Engagement Party Etiquette Questions
The most common questions we receive about engagement parties along with some simple suggestions and answers.
For all of you lovely, newly-engaged brides out there who have all sorts of questions about engagement parties, this is the post for you. Engagement parties can be terrific events hosted by friends and family to celebrate the couple and this exciting new phase in their lives. Here are a few of your most common etiquette and planning questions answered!
Does a couple need to have an engagement party?
Nope. It’s totally optional. Engagement parties are a particularly good idea for couples planning a longer engagement, so that family and friends have a chance to meet and socialize.
Who should host?
An engagement party isn’t like a shower (most notably, because gifts are not expected), so anyone can host one. I always think it is best if someone offers to host for you (such as your parents or a close friend), but if not, feel free to throw yourselves a shindig. If you do host it yourselves, make sure to focus on celebrating this big milestone and the people that helped get you there rather than a 24/7 bling show. Trust me, your single gal pals will love you more.
Who should be invited?
The families of both sides, close friends, and wedding party members. Essentially, whoever is invited to the engagement party should also be invited to the wedding (just as with a bridal shower). Although not everyone invited to the wedding needs to be invited to the engagement party.

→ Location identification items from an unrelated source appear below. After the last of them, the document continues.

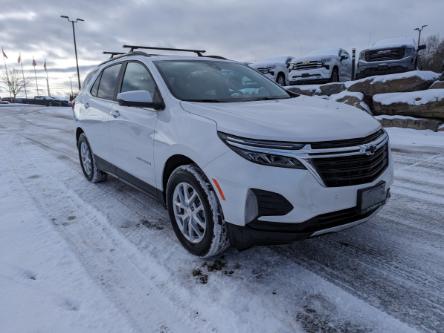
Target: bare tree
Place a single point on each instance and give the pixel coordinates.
(13, 82)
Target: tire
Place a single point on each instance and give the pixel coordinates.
(88, 162)
(281, 79)
(335, 75)
(205, 239)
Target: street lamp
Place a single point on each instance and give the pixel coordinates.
(75, 43)
(419, 41)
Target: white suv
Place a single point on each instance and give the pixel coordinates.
(321, 66)
(235, 158)
(275, 68)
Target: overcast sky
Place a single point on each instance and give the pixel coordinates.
(241, 30)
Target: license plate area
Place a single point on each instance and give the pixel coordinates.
(372, 197)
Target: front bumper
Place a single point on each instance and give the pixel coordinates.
(271, 233)
(365, 69)
(314, 75)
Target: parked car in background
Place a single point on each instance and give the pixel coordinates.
(321, 66)
(275, 69)
(396, 55)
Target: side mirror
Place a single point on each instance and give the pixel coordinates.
(140, 98)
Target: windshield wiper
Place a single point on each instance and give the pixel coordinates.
(205, 100)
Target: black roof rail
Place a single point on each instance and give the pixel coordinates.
(134, 47)
(112, 54)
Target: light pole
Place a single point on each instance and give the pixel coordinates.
(419, 41)
(75, 43)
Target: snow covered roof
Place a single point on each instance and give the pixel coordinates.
(394, 42)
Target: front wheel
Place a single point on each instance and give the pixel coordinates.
(281, 79)
(195, 212)
(88, 162)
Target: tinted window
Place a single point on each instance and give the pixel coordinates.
(108, 82)
(217, 81)
(95, 87)
(137, 78)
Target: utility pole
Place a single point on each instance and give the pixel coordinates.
(35, 75)
(23, 75)
(73, 22)
(419, 42)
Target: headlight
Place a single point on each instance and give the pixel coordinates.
(260, 151)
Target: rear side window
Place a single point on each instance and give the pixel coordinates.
(95, 87)
(137, 77)
(108, 82)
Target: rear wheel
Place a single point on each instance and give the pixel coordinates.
(195, 212)
(87, 161)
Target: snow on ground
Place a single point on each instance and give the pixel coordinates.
(407, 137)
(80, 257)
(424, 75)
(412, 98)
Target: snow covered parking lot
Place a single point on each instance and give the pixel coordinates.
(80, 257)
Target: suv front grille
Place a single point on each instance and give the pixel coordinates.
(352, 169)
(348, 142)
(384, 54)
(307, 65)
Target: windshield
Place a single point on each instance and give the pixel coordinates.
(217, 81)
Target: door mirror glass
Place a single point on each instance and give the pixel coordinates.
(141, 98)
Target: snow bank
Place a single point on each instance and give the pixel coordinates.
(393, 42)
(424, 75)
(411, 98)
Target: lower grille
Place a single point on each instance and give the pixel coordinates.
(353, 169)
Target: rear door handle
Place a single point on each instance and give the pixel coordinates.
(115, 113)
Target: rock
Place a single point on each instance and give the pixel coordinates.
(437, 85)
(403, 82)
(355, 99)
(425, 104)
(332, 88)
(410, 122)
(307, 90)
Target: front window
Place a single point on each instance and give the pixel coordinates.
(217, 81)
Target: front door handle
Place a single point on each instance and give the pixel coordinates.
(115, 113)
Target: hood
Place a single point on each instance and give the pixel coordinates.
(270, 62)
(300, 119)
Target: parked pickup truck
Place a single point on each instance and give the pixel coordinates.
(275, 69)
(388, 56)
(321, 67)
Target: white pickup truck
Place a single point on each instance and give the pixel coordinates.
(275, 68)
(320, 67)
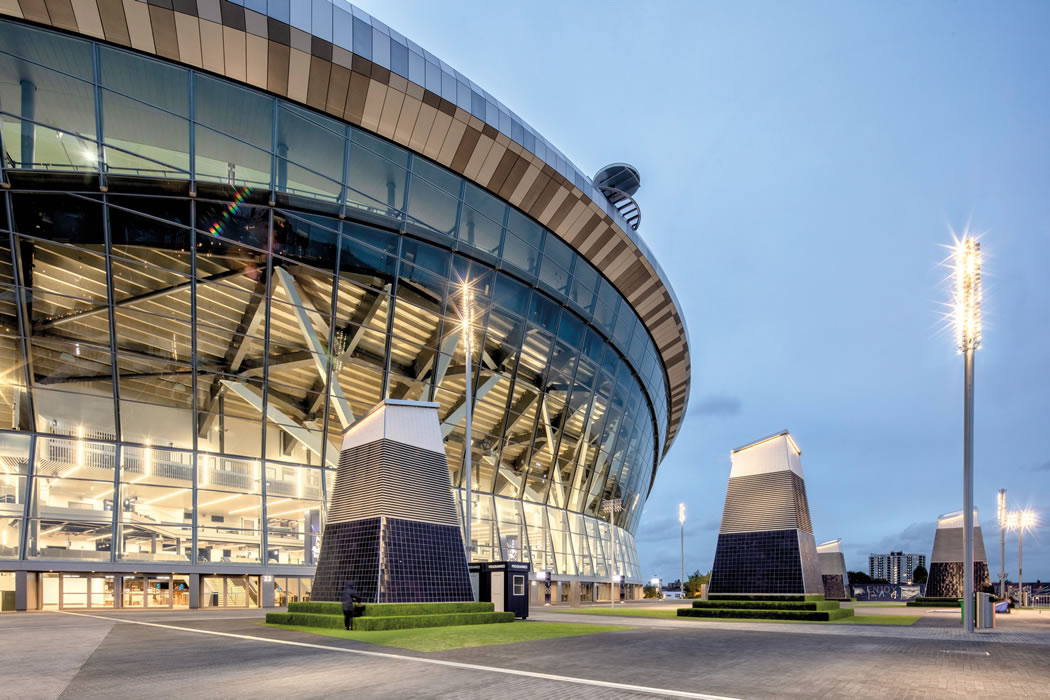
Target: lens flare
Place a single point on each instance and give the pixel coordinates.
(966, 293)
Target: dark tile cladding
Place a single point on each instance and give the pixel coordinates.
(767, 561)
(393, 560)
(946, 578)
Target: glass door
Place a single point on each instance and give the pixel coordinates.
(74, 591)
(134, 592)
(180, 591)
(101, 594)
(159, 591)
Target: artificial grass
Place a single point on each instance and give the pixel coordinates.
(439, 639)
(377, 622)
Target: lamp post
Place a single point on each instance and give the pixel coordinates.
(1021, 520)
(966, 317)
(681, 522)
(611, 507)
(467, 322)
(1002, 543)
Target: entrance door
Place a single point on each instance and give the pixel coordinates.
(134, 592)
(159, 591)
(74, 591)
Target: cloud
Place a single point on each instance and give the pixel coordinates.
(715, 405)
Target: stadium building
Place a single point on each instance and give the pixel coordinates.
(228, 230)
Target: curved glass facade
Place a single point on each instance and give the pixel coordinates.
(180, 352)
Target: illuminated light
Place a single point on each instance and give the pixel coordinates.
(218, 501)
(166, 495)
(966, 293)
(289, 512)
(216, 228)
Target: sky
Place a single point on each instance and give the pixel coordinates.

Does a couple need to have their wedding party selected before an engagement party?
No. Especially if the couple is having a longer engagement, it is best to hold off for awhile before selecting the wedding party. Wait until a year or less before inviting bridesmaids and groomsmen to be attendants. If the wedding party is already chosen, make sure to invite them to the engagement party!
What if someone brings a gift?
Some guests will probably a bring a gift for the two of you or the hostess. Of course, you should accept the gift graciously, but don’t make a big deal out of it. You don’t want your other guests to feel like they have been remiss in not bringing something. Set any gift on a discreet table or in another room. Open them up later and send thank you notes.
As a side note to a guest at any party, hostess gifts are a nice habit to adopt. In the modern age it certainly isn’t required, but I think it is a really nice touch to never show up empty-handed. Bring a bottle of wine, pretty hand soap, or box of chocolates. It doesn’t have to be expensive and your thoughtfulness will be very appreciated!
What if I don’t have a big house?
What? You don’t own a mansion to throw a lavish party for your 8,000 friends!? *scoff* Seriously, with rent being what it is these days, square footage is a luxury item. If you are working with a small space, that’s fine. Rather than host an event that you anticipate lasing a couple of hours, throw an ‘open house’ party over a 6-8 hour period. Especially on busy Saturdays, your guests will love the flexibility, and you will love being able to have a chair for everyone.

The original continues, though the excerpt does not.